Among the backdrop of Nazis, violence, prostitution, death and concentration camps, Candace Frank led the drama class at Lee High School in a performance as Fania Feneolon in Arthur Miller's "Playing for Time."

Frank's parents were in the audience at the first viewing on Jan. 17 and talked about their daughter in the lead role.

"I thought she was going to be overwhelmed, but she wasn't. It's a pretty serious role," her mother, Wallene Frank, said.

Bernie Frank said the seriousness of the subject matter was a lesson in itself.

"I think it's important for the kids to realize how cruel humans can be to one another," he said.

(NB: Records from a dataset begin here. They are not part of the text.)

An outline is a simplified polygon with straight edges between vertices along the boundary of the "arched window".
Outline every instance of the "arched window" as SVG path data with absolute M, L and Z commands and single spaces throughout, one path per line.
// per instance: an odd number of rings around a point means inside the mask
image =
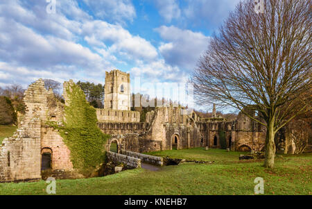
M 41 151 L 41 170 L 52 169 L 52 149 L 44 148 Z
M 215 135 L 214 137 L 214 146 L 217 146 L 217 145 L 218 145 L 218 138 Z

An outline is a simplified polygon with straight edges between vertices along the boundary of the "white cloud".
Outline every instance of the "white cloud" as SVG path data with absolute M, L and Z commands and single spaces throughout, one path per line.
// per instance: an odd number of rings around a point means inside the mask
M 168 42 L 161 44 L 160 53 L 166 62 L 187 70 L 193 69 L 202 53 L 207 48 L 209 37 L 202 33 L 162 26 L 155 29 Z
M 189 22 L 205 24 L 210 29 L 222 24 L 229 12 L 234 10 L 241 0 L 186 0 L 187 7 L 183 15 Z
M 110 19 L 118 23 L 133 21 L 135 8 L 130 0 L 84 0 L 90 10 L 99 18 Z
M 171 22 L 173 19 L 180 17 L 181 10 L 177 1 L 166 0 L 155 1 L 156 6 L 159 10 L 159 15 L 165 19 L 167 22 Z
M 138 62 L 137 65 L 130 72 L 132 76 L 148 78 L 146 80 L 149 82 L 185 82 L 188 79 L 188 75 L 185 72 L 181 72 L 177 67 L 167 65 L 163 59 L 148 63 Z
M 119 25 L 96 20 L 85 23 L 83 31 L 89 44 L 92 44 L 89 40 L 93 40 L 111 42 L 109 51 L 125 56 L 128 59 L 152 60 L 158 56 L 156 49 L 149 42 L 138 35 L 133 36 Z

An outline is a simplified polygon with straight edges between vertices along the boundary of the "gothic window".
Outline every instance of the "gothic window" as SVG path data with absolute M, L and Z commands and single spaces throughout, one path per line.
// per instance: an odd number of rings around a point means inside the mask
M 10 166 L 11 160 L 10 159 L 10 151 L 8 151 L 8 167 Z
M 214 146 L 217 146 L 217 145 L 218 145 L 218 138 L 215 135 L 214 137 Z

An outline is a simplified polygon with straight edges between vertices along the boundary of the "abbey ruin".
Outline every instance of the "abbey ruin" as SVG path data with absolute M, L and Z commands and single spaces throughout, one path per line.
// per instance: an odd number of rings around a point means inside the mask
M 105 108 L 96 109 L 98 126 L 111 135 L 117 152 L 146 153 L 193 147 L 229 149 L 232 151 L 261 151 L 266 128 L 239 114 L 235 120 L 218 117 L 214 110 L 211 118 L 200 118 L 195 112 L 181 114 L 182 106 L 157 107 L 140 121 L 140 112 L 130 110 L 130 74 L 119 70 L 106 72 Z M 64 86 L 72 85 L 72 81 Z M 42 158 L 48 153 L 52 169 L 73 170 L 71 151 L 58 130 L 46 124 L 61 124 L 65 103 L 57 100 L 51 90 L 46 90 L 42 79 L 29 85 L 24 93 L 26 114 L 19 119 L 19 128 L 0 145 L 0 182 L 41 179 L 45 166 Z

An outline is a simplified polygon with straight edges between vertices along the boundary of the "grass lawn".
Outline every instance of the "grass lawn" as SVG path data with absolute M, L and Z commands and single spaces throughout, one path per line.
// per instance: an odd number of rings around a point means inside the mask
M 213 164 L 189 162 L 158 172 L 138 169 L 101 178 L 56 181 L 56 194 L 254 194 L 256 177 L 264 179 L 265 194 L 312 194 L 312 153 L 277 158 L 273 170 L 263 162 L 240 161 L 239 152 L 192 149 L 153 153 Z M 47 184 L 0 184 L 0 194 L 46 194 Z
M 0 144 L 4 138 L 11 137 L 17 129 L 17 126 L 0 125 Z

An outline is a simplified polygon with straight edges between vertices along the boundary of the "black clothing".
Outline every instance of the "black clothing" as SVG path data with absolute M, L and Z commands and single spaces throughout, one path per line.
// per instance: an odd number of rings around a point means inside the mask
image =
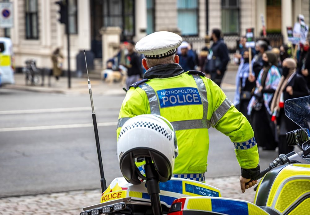
M 178 64 L 162 64 L 148 69 L 144 74 L 144 78 L 152 79 L 174 77 L 184 72 L 182 67 Z
M 285 101 L 288 99 L 307 96 L 309 95 L 309 89 L 303 77 L 299 74 L 292 75 L 294 76 L 286 86 L 291 86 L 293 87 L 293 94 L 292 95 L 290 95 L 285 89 L 283 92 Z M 300 128 L 285 115 L 284 108 L 280 109 L 280 113 L 277 117 L 277 122 L 280 125 L 280 141 L 278 145 L 279 154 L 287 154 L 293 150 L 293 148 L 287 146 L 286 139 L 284 138 L 286 133 Z
M 230 60 L 228 49 L 223 39 L 220 38 L 213 43 L 210 48 L 209 55 L 212 55 L 211 56 L 212 60 L 215 61 L 214 63 L 215 66 L 213 68 L 206 68 L 204 70 L 207 73 L 210 73 L 211 80 L 220 86 Z M 206 65 L 208 66 L 208 63 Z M 219 75 L 217 73 L 217 69 L 221 72 L 220 74 Z
M 296 71 L 297 73 L 302 75 L 306 80 L 308 88 L 310 89 L 310 53 L 308 51 L 307 54 L 303 55 L 303 58 L 300 58 L 301 60 L 299 62 Z M 302 69 L 307 69 L 309 73 L 307 76 L 305 76 L 301 73 Z
M 264 104 L 259 110 L 252 110 L 251 119 L 257 146 L 268 150 L 275 149 L 277 144 L 275 139 L 274 123 L 271 122 L 271 116 Z
M 141 61 L 136 52 L 133 52 L 126 56 L 126 67 L 127 68 L 127 74 L 130 76 L 139 75 L 142 78 L 143 72 L 141 67 Z
M 242 85 L 242 78 L 240 78 L 240 83 L 241 83 L 241 86 Z M 250 102 L 251 97 L 250 97 L 248 99 L 245 99 L 243 98 L 242 93 L 245 91 L 248 91 L 248 93 L 250 94 L 251 95 L 253 95 L 254 90 L 255 89 L 255 87 L 256 86 L 256 83 L 255 81 L 251 82 L 247 78 L 246 79 L 246 83 L 244 85 L 244 87 L 241 87 L 240 90 L 240 93 L 241 94 L 240 96 L 240 102 L 239 104 L 237 105 L 236 107 L 237 108 L 238 110 L 243 114 L 246 118 L 248 121 L 251 122 L 251 117 L 248 115 L 248 106 L 249 105 L 249 103 Z

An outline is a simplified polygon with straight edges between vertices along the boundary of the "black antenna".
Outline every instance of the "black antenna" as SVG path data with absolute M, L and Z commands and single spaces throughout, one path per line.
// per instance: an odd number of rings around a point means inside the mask
M 101 150 L 100 150 L 100 143 L 99 141 L 99 135 L 98 133 L 98 128 L 97 127 L 97 120 L 96 119 L 96 114 L 95 113 L 94 108 L 94 103 L 93 102 L 93 96 L 91 92 L 91 81 L 88 77 L 88 70 L 87 69 L 87 63 L 86 62 L 86 55 L 85 54 L 85 49 L 84 50 L 84 56 L 85 57 L 85 63 L 86 64 L 86 71 L 87 72 L 87 82 L 88 83 L 88 91 L 89 91 L 89 96 L 91 97 L 91 111 L 92 114 L 93 123 L 94 124 L 94 130 L 95 132 L 95 138 L 96 139 L 96 146 L 97 146 L 97 154 L 98 155 L 98 161 L 99 161 L 99 168 L 100 170 L 100 176 L 101 179 L 101 190 L 103 193 L 107 189 L 107 183 L 104 178 L 104 173 L 103 172 L 103 165 L 102 165 L 102 159 L 101 157 Z

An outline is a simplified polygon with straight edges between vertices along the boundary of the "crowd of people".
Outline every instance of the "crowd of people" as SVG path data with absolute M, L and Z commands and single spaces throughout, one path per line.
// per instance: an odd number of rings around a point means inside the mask
M 309 42 L 300 44 L 294 53 L 291 45 L 272 48 L 260 40 L 250 51 L 244 38 L 235 55 L 240 63 L 233 103 L 251 123 L 259 146 L 268 150 L 278 147 L 279 154 L 287 154 L 293 148 L 288 145 L 286 134 L 299 128 L 286 116 L 284 104 L 309 95 Z
M 185 41 L 177 51 L 184 71 L 201 71 L 219 86 L 230 60 L 221 35 L 220 30 L 213 29 L 212 45 L 204 48 L 199 56 Z M 294 53 L 292 45 L 272 47 L 267 40 L 257 41 L 250 51 L 246 41 L 245 37 L 241 38 L 234 55 L 239 65 L 233 103 L 251 123 L 259 146 L 267 150 L 278 147 L 279 154 L 287 154 L 293 149 L 286 143 L 286 134 L 298 128 L 286 116 L 284 104 L 288 99 L 309 94 L 309 41 Z M 141 63 L 144 56 L 136 52 L 134 45 L 133 42 L 122 43 L 115 56 L 117 62 L 113 62 L 127 68 L 127 88 L 143 78 L 146 71 Z

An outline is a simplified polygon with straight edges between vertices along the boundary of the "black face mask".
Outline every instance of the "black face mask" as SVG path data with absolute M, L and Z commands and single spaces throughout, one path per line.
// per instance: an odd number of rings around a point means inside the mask
M 290 68 L 286 67 L 282 68 L 282 74 L 286 78 L 287 77 L 290 72 Z
M 263 65 L 264 66 L 269 66 L 269 62 L 263 60 Z

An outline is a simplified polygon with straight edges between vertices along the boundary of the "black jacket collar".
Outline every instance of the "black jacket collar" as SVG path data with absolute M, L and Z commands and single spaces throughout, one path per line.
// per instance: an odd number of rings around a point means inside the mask
M 167 64 L 155 66 L 148 69 L 144 78 L 162 78 L 173 77 L 184 72 L 182 67 L 177 63 Z

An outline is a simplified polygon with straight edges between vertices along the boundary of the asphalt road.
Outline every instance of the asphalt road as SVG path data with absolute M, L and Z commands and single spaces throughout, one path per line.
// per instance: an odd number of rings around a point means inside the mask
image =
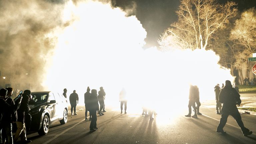
M 203 114 L 197 118 L 184 116 L 187 107 L 171 108 L 152 120 L 141 115 L 141 109 L 129 112 L 129 103 L 126 114 L 106 106 L 105 115 L 97 117 L 99 129 L 93 132 L 89 132 L 90 121 L 85 120 L 84 110 L 78 112 L 78 115 L 69 115 L 65 124 L 53 124 L 46 135 L 29 132 L 27 137 L 31 143 L 45 144 L 256 144 L 256 116 L 241 115 L 245 126 L 254 132 L 249 136 L 243 135 L 230 116 L 224 128 L 227 134 L 223 135 L 216 132 L 221 116 L 215 114 L 214 102 L 202 103 Z M 77 109 L 80 108 L 84 109 L 79 106 Z

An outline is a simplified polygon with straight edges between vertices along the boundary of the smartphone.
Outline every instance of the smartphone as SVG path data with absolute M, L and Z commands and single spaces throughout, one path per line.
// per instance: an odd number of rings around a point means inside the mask
M 21 96 L 21 95 L 22 94 L 22 93 L 23 93 L 23 91 L 20 91 L 20 94 L 19 94 L 19 95 L 18 96 L 18 98 L 19 98 Z

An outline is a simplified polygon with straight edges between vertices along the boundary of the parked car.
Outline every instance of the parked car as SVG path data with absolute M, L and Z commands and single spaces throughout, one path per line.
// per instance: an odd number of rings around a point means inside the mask
M 63 95 L 52 91 L 32 92 L 31 95 L 32 99 L 29 103 L 32 117 L 31 131 L 37 131 L 40 135 L 44 135 L 52 123 L 58 121 L 62 124 L 67 123 L 68 103 Z

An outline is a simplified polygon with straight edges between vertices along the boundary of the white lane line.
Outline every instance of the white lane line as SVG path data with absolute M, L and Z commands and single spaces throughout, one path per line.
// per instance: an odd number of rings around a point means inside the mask
M 55 136 L 53 138 L 51 138 L 51 139 L 48 140 L 48 141 L 46 141 L 46 142 L 45 142 L 44 143 L 43 143 L 43 144 L 47 144 L 49 142 L 51 142 L 52 140 L 54 140 L 54 139 L 56 139 L 56 138 L 57 138 L 58 137 L 60 136 L 60 135 L 62 135 L 62 134 L 64 134 L 64 133 L 65 133 L 66 132 L 67 132 L 67 131 L 68 131 L 70 129 L 72 129 L 72 128 L 75 127 L 75 126 L 76 126 L 78 124 L 80 124 L 80 123 L 81 123 L 82 122 L 84 121 L 84 120 L 83 119 L 83 120 L 80 121 L 79 123 L 77 123 L 76 124 L 74 125 L 72 127 L 70 127 L 69 128 L 66 129 L 66 130 L 64 130 L 64 131 L 63 131 L 62 133 L 60 133 L 60 134 L 59 134 Z
M 211 117 L 210 116 L 207 116 L 207 115 L 205 115 L 205 114 L 202 114 L 202 115 L 204 115 L 204 116 L 206 116 L 206 117 L 208 117 L 208 118 L 211 118 L 211 119 L 214 119 L 214 120 L 216 120 L 216 121 L 219 121 L 219 121 L 220 121 L 220 120 L 218 120 L 218 119 L 216 119 L 216 118 L 213 118 Z M 232 126 L 232 127 L 234 127 L 234 128 L 238 128 L 238 129 L 240 129 L 240 128 L 239 127 L 237 127 L 237 126 L 233 126 L 233 125 L 231 125 L 231 124 L 229 124 L 229 123 L 226 123 L 226 124 L 228 125 L 229 125 L 229 126 Z

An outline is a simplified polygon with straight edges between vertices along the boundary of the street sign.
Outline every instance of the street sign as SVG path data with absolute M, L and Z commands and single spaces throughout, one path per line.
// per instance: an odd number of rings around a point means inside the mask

The play was about a group of Jewish and Polish people who were thrown into a rail car during World War II and shipped off to a concentration camp, which turned out to be Auschwitz. Feneolor was a musician who was part of the camp band, and in the end, that saved her from the gas chambers at Auschwitz.

The opening scene had them in a train car, with the click-clack of the tracks as they traveled through the countryside, destination unknown. Dialogue and actions, especially their hunger or the reaction to the overflowing waste receptacle, emphasized the miserable conditions.

"I'm half Jewish. I never really thought about it, though," Fania said to another woman she befriended.

There was camp brutality, starvation, shaving heads and trading sexual favors for food as well.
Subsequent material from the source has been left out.